Resting metabolic rate (RMR) and basal metabolic rate (BMR) are often used interchangeably to define how much energy the body uses at rest. These values are typically synonymous, however do differ very slightly.

Basal metabolic rate is the amount of energy needed during complete physical, mental, and digestive rest.[1] This amount of energy required is measured in calories.

Therefore, BMR is basically your body’s energy needs at a perfect steady state. Your true BMR would be found after a full eight hours of sleep when your body is at complete rest and not digesting food or performing other metabolic functions.[2]

Resting metabolic rate, also referred to as resting energy expenditure (REE), encompasses all of these functions, but is measured under less strict conditions. This makes it slightly less accurate than BMR.[1]

How to Calculate RMR

Determining your precise RMR can be done in a lab setting with indirect calorimetry. Unlike measuring BMR in a lab, measuring RMR can be done under less strict conditions.

For example, it does not require you to stay in a lab overnight and be measured immediately after eight hours of sleep to ensure a postabsorptive state. Therefore, it is more readily available to be measured.

However, most people do not have the ability to have indirect calorimetry performed. Therefore, formulas have been developed to estimate RMR based on your age, weight, height. More advanced formulas also use lean body mass to approximate RMR.

RMR Formulas

The Mifflin St Jeor and Cunningham equations are two formulas that have been developed to calculate RMR.

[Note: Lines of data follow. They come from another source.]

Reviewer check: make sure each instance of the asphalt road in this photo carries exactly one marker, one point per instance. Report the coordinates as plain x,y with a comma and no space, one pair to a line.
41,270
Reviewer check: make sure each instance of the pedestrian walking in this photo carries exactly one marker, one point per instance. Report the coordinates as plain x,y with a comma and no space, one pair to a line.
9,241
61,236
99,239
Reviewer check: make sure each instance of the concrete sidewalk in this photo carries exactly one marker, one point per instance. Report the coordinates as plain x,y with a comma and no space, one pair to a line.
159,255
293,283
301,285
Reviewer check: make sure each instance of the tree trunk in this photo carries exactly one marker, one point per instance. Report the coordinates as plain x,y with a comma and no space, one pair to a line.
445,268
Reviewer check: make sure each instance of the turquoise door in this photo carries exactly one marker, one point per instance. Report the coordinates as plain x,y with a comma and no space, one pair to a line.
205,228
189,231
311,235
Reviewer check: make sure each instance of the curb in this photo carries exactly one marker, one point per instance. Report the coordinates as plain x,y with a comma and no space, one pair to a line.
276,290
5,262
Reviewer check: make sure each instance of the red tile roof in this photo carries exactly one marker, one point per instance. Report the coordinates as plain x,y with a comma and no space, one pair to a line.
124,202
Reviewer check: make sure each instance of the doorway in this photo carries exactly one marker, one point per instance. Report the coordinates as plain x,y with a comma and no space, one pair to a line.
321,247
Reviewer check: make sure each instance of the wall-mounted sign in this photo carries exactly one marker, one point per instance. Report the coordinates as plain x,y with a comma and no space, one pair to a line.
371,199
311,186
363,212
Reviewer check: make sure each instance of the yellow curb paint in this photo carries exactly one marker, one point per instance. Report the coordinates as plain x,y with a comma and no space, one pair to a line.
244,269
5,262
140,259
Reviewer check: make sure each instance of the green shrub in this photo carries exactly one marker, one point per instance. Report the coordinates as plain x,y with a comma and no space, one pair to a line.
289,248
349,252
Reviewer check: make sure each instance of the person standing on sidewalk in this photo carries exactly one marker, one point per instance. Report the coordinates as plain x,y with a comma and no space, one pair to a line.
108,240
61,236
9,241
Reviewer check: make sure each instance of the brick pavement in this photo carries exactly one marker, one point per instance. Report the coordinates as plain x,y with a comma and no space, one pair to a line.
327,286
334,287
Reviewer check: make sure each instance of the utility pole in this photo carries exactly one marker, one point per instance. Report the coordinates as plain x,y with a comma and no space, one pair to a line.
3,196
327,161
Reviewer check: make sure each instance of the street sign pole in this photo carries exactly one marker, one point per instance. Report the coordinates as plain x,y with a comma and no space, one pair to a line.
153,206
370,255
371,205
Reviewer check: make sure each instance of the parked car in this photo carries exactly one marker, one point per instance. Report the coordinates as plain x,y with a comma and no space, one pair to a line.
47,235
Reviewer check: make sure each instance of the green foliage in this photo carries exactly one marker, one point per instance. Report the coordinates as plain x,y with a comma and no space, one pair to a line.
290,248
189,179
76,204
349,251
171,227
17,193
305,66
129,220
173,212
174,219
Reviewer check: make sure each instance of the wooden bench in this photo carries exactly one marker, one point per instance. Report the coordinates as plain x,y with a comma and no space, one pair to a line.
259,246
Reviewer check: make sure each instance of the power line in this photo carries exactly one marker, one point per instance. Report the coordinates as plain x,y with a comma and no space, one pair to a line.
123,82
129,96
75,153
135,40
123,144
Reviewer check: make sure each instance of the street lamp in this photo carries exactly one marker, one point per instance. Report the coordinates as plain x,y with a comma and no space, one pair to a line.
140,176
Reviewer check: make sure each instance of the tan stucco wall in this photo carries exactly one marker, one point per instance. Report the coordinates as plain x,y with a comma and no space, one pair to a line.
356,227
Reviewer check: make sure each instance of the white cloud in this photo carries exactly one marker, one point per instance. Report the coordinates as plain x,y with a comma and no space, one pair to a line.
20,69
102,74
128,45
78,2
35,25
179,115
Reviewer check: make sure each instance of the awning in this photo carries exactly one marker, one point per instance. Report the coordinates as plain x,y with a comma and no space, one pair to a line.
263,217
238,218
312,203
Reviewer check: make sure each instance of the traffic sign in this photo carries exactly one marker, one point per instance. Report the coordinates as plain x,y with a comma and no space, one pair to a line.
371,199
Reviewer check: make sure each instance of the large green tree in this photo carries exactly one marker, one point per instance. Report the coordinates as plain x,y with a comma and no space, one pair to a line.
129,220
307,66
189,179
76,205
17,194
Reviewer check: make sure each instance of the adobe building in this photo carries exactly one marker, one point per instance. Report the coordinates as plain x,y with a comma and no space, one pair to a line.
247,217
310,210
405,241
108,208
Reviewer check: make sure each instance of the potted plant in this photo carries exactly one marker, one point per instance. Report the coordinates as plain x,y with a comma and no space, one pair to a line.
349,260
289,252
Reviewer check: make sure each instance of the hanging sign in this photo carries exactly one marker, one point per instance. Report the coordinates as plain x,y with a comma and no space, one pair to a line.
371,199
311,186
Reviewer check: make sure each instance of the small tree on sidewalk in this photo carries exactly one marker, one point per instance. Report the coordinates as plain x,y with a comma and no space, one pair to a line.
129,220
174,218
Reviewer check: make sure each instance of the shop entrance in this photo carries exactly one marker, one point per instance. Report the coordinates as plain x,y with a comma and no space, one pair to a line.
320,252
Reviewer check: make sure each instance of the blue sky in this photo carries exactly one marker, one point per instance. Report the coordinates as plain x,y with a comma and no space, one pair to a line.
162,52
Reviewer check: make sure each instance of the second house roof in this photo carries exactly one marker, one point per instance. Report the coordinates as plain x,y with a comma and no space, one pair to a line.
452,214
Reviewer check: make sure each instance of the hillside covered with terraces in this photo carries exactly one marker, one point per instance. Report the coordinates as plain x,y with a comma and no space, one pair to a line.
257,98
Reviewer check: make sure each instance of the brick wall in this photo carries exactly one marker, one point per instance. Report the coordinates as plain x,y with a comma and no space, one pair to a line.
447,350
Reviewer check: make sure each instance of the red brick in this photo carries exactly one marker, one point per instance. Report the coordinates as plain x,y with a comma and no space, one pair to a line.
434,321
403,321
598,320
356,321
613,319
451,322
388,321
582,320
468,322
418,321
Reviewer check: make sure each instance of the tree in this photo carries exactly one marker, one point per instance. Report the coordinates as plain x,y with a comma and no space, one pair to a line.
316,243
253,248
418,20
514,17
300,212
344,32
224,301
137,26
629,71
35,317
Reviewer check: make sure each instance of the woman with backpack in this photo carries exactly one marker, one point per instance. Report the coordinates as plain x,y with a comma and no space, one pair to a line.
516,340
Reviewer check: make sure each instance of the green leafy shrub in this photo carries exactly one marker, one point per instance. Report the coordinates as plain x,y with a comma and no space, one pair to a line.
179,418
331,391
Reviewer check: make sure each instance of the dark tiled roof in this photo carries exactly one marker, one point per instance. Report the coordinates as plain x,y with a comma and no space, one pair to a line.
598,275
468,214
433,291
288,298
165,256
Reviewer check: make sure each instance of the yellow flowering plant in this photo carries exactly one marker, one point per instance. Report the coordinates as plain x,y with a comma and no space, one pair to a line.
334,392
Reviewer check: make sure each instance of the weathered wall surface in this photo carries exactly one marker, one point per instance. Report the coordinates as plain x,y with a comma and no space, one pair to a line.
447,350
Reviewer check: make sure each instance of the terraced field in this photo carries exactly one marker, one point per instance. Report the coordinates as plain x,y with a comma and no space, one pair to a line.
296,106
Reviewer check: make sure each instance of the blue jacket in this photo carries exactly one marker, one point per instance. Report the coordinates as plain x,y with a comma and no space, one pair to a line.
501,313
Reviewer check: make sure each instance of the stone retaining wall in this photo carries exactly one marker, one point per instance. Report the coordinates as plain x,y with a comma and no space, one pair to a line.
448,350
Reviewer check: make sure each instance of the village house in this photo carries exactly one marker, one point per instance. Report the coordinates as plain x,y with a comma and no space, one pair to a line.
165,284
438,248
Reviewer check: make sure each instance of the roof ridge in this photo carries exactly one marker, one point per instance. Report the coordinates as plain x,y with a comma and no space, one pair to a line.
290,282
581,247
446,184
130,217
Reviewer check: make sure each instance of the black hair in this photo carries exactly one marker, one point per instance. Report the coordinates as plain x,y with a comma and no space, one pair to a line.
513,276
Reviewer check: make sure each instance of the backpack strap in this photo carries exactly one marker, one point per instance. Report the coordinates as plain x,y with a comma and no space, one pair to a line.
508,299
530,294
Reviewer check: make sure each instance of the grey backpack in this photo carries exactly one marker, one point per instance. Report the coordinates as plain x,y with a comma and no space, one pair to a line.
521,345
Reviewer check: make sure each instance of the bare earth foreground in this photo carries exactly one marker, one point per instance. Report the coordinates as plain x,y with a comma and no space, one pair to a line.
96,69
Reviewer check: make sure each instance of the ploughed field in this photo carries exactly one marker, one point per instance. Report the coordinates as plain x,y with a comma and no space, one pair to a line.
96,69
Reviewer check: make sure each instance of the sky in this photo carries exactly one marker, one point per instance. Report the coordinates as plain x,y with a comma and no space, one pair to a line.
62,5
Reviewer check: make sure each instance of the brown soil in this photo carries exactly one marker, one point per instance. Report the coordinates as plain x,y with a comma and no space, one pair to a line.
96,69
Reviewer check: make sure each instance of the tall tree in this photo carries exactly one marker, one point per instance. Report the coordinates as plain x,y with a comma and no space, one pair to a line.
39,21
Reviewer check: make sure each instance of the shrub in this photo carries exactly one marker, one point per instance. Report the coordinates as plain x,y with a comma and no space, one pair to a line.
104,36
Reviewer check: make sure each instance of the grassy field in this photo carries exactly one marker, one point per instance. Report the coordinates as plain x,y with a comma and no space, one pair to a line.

Graphic showing the RMR formula for men is equal to (10 x weight) + (height x 6.25) - (age x 5) + 5, and the RMR formula for women is equal to (10 x weight) + (height x 6.25) - (age x 5) - 161

The Mifflin St Jeor equation was created in the 1990s and provided a more accurate estimate of RMR as compared to the previous Harris-Benedict equations.[3] It is more likely than other equations to estimate RMR to within 10% of that measured by indirect calorimetry.[4]

For Men:

RMR = (10 × weight [kg]) + (6.25 × height [cm]) – (5 × age [years]) + 5

For Women:

RMR = (10 × weight [kg]) + (6.25 × height [cm]) – (5 × age [years]) – 161

The Cunningham equation takes lean body mass into account when measuring resting energy expenditure.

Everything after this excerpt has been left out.